Boston Globe Reports on Professor Tim Bickmore's Reasearch

Prof. Bickmore's research on museum tour guide was featured in an article by a Personal Tech columnist of the Boston Globe. The article describes Tinker, a robot created by Professor Bickmore, which is used as a tour guide at The Museum of Science.


When robots do a better job than we do

By Mark Baard
February 25, 2008

Your next museum tour guide might do a better job of remembering you and your name, and have a perkier attitude, than any carbon-based life form possibly can.

The Museum of Science this week is rolling out a 6-foot digital robot guide, Tinker, which uses a biometric identification system (a hand reader) and AI to recognize you and your conversations.

Tinker, created by Northeastern University computer science professor Timothy Bickmore, cannot follow you into the museum's space exhibits, however. While Tinker's got brains, she has no physical body. Instead, her 3D image is projected onto a 3- by 4-foot screen connected to two networked computers.

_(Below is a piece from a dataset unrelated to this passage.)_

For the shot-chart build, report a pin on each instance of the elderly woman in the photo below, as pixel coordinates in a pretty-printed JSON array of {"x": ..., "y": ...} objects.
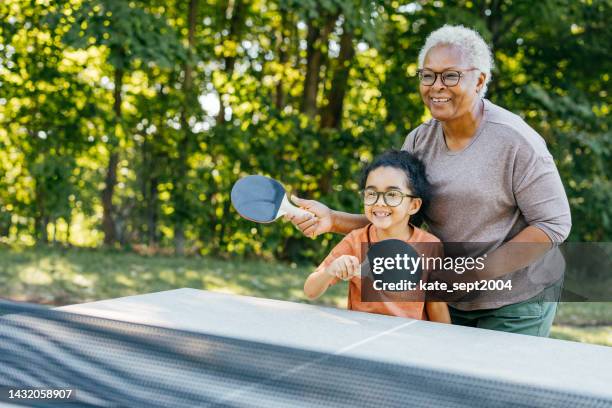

While Tinker is a meet-and-greet stationary projection, other robots with similar smarts are providing some college walking tours, and escorting nursing home patients to their doctors' appointments.

Some people fear that such robots will replace people in some jobs altogether. No doubt.

But robots are going to be better than humans at some jobs. I'd take a tireless robot (save the recharging time) over a snoozing security guard in my building, or at a nuclear power station, anytime.

And Tinker could get a job tomorrow, I'm sure, as a Wal-Mart or Home Depot greeter.